Regardless of the type of analysis, the speed to gaining insight from data is the key to business impact.  It can mean the difference between leading and following in an industry.  Therefore, don't underestimate the business value of having systems, storage and databases that work well together as a team.  However, let's not dive into important nuances of technical solutions but return to discussing the business.

Most C-level executives have multiple analytics requirements.  For example Marketing typically wants analytics to help with client segmentation, understanding client sentiment and reducing client churn.  Finance wants help with planning and forecasting, automating financial and management reporting and improving visibility, insight and control.  Meanwhile, Risk needs analytics to improve risk-awareness in decision-making, manage financial and operational risks and reduce compliance costs.  And Operations might use analytics to optimize the supply chain, deploy predictive maintenance processes and improve fraud identification processes.
  
Often those executives will each buy niche solutions to help them answer their specific questions.  The result is a disconnected set of tools, capable of addressing a myriad of pin-point business questions but that yields sub-optimal business insight because the toolset fails to connect insights across business units. For example, analytical insights in risk management can and should improve insights in financial management, marketing and operations and vice versa.  But unless those analytics solutions were architected and designed for integration, chances are low that they will work well together.

The CIO can provide tremendous business value in this area because the CIO sees across all parts of the business and sees potential integration points between different groups.  The CIO probably is in the best position to gather the full spectrum of analytics requirements, help prioritize them and order their implementation schedules according to business impact, and then build an integrated analytics ecosystem to manage, integrate, govern and analyze data in the most effective way for the business.  This feat alone often earns a CIO the right to move from the techie to the business table. 

If you’d like help planning your approach to building an integrated analytics ecosystem, feel free to contact me.  Unfortunately, if you’re looking for help strategizing how to move from the little kids’ to the adults’ table at your next family holiday gathering, I’m probably not going to be much help.  I’m still trying to figure that one out myself.

Sunday, October 5, 2014

Getting IT a Seat at the Table



I’ve noticed a growing trend where CxO business leaders bypass the central IT organization for IT projects.  Often it’s the product of a “chicken and egg” situation. 

Business leaders feel IT isn’t responsive enough filling requests so they form their own workgroups that choose “best of breed” solutions, the implementations of which wind up failing (see previous article about the extremely high failure rate of projects) and then they dump the project in IT’s lap to save the day.  Why doesn’t IT respond quickly to business requests?  They’re consumed retrofitting “best of breed” solutions chosen by teams that didn’t involve the IT organization or didn’t involve them early enough. 

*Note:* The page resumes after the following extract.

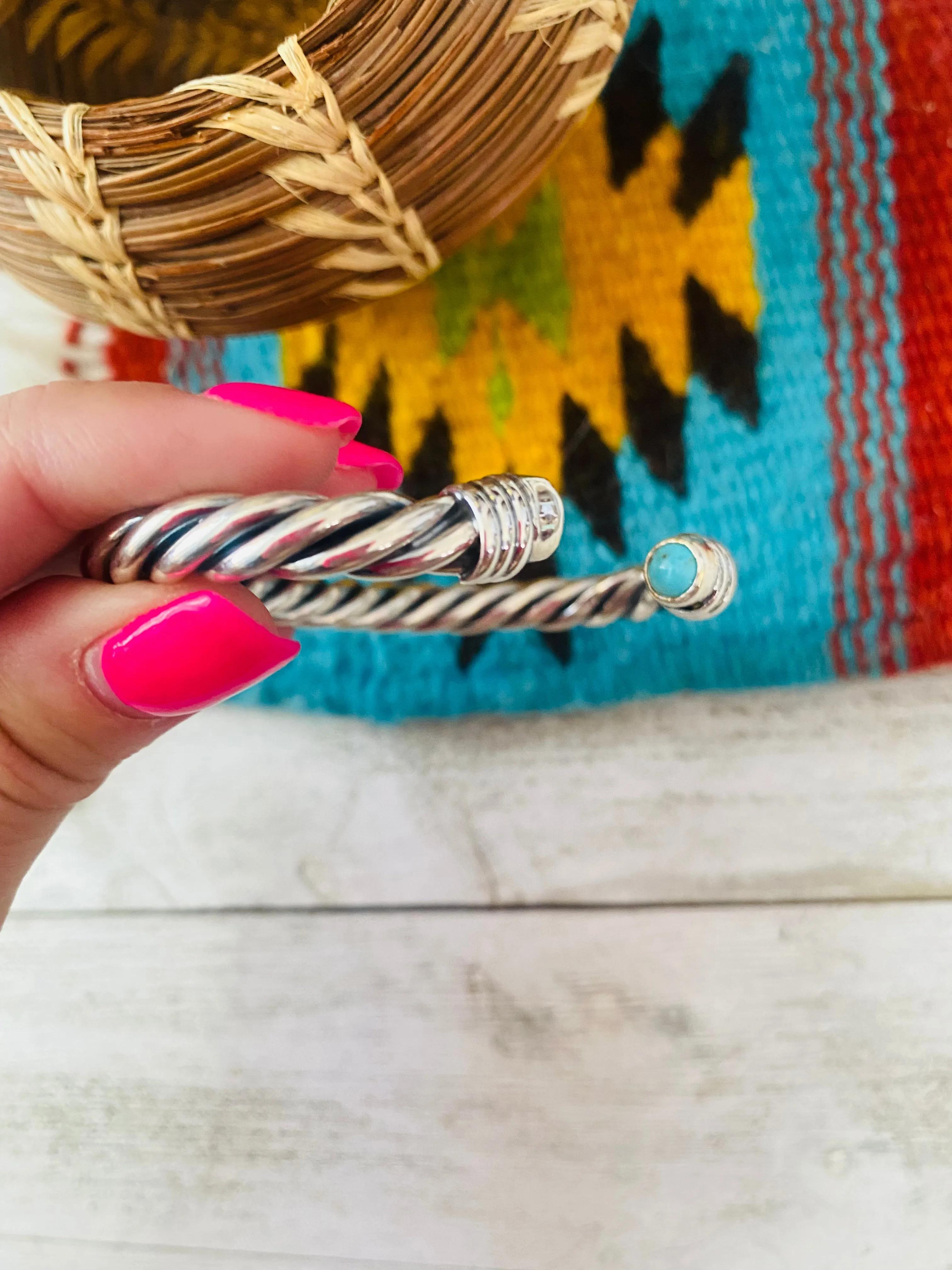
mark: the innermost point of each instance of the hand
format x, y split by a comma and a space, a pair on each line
89, 673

Statistics indicate that business leaders bypass IT as much as 65% of the time.  The sheer volume exacerbates the problem because the central IT team just gets more swamped performing personal heroics to salvage projects undertaken without sound infrastructure considerations early in the process. 

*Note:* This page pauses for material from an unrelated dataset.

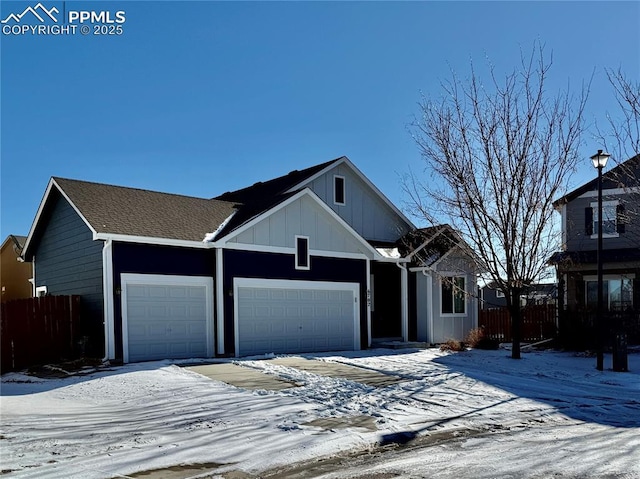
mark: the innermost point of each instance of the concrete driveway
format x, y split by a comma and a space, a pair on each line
245, 377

So, how does a CIO break this cycle and win a “seat at the table” with the other business leaders.  I’ve coached clients on many effective approaches but here are a few to try. If you’re interested in more details, send me a note.

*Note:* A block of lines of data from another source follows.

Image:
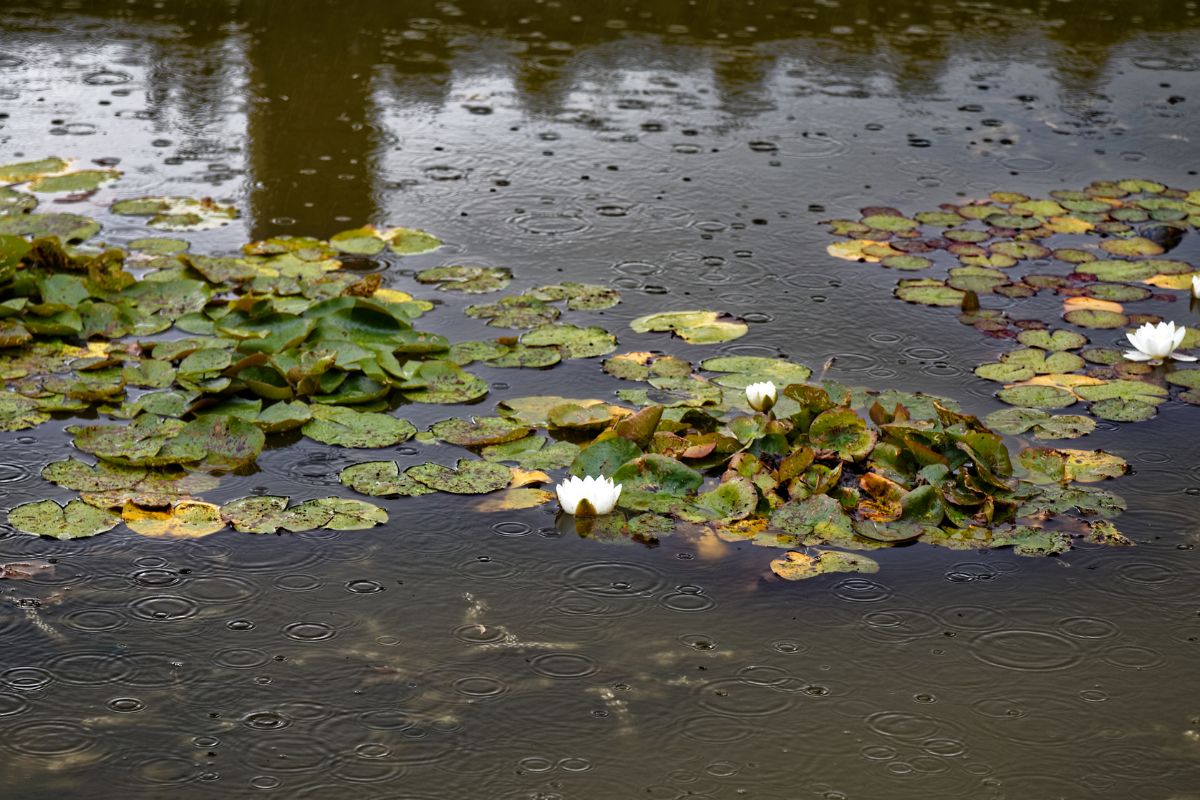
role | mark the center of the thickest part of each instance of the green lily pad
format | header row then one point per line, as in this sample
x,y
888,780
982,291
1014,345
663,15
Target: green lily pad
x,y
731,500
1048,465
77,519
441,382
533,452
67,227
479,432
178,212
382,479
1037,396
694,326
519,311
467,280
1054,341
529,358
843,432
574,342
801,566
25,170
159,246
85,180
359,241
745,370
906,263
16,203
1119,409
346,427
468,476
270,515
579,296
928,292
1045,426
18,411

  1.  Ask to be part of the business strategy sessions.  If that is not possible, then ask to see the business goals and key projects that emerge from the business strategic planning process.  This gives you much more advance notice of the types of projects that will require IT.  Few strategic business projects these days don’t involve IT and many are outright IT projects.  Gather your team to determine the IT implications for supporting the strategic business projects and approach business leaders with ideas for the plan.
  2. Explain the value of coordinating across all IT projects and having the IT organization lead that coordination.  Since IT is a component for almost all business projects, it puts IT in a position to increase collaboration between the individual strategic work streams for the business and to take a holistic approach rather than piecemeal one.  For example, one client for which I helped create an IT strategy had over 20 business projects that involved Analytics.  By the CIO leading the overall effort, the IT organization helped create an optimized infrastructure to support a prioritized roadmap for the full set of 20+ analytics projects.
  3. If the business leaders will not invite you to their business strategy sessions, invite them to your IT strategy sessions.  If you do this, you will need to take a business approach to your IT strategic planning.  Understand business goals and key projects across all disciplines, have the business leaders prioritize across the full set of projects and then determine the IT implications for supporting these projects. This effort should also include exercises to understand the current and desired future states for the IT Provider Relationship (see previous article 1 and previous article 2) as well as all IT capability areas. 
  4. Improve IT service quality in key areas.  Many times the IT organization is seen as providing sub-optimal IT services.  They might have enough ITIL certifications to wallpaper the office yet still have poor service quality.  Fix your IT service framework so that you truly offer services rather than just call applications services.  Take a practical rather than academic approach to instituting your IT service model.
  5. Invest in a few good architects who can bridge between the language of business and the language of technology.  Many times IT is not invited to the table because they are seen as speaking a different language from that of business.  This results in IT being seen as techies rather than business people.  A few good architects can work miracles to change that perception.
  6. Engage outside assistance.  As the saying goes, prophets are often scorned in their own land.  Sometimes using an outside organization to facilitate IT strategic planning or IT Service management improvement efforts gains a lot of credibility because the IT organization cannot be accused of being insulated or self-focused.
  7. Institute effective governance and enterprise architecture processes.  Most business leaders circumvent IT because their project will deliver time-sensitive competitive advantage that can’t endure idling in the IT project backlog.  Enterprise architecture aligns business and IT at many levels to ensure IT can provide needed competitive differentiation efficiently as well as run mundane daily operations effectively.  Governance defines decision-making processes and authorities and includes offering, portfolio and project management.  Many clients that consistently deploy projects successfully use architecture boards as governing bodies to focus IT on the right projects and create architectural standards to streamline solution creation, deployment and maintenance.  If IT lacks the capability and capacity to deliver the highest priority business projects in a timely fashion, there’s usually governance and/or an architecture issues lurking about.
  8. Assess IT resource (financial and human) deployment between day-to-day maintenance and competitively differentiating work.  The results of such analysis, when packaged in business language, are often good fodder for having a discussion with business leaders.
  9. Combine business and IT project management offices.  This demonstrates you understand business and IT interdependencies required for successful project execution and increases project success. 
  10. If you can’t win-over the CEO or full C-suite, find one advocate in the group and undertake a project with that business leader.  This demonstrates the value of business / IT partnership in planning the project all the way through execution.  If you do this, you need a strong project manager because you want to showcase this with other CxOs.  Hope for winning over skeptics diminishes if the project stalls or fails.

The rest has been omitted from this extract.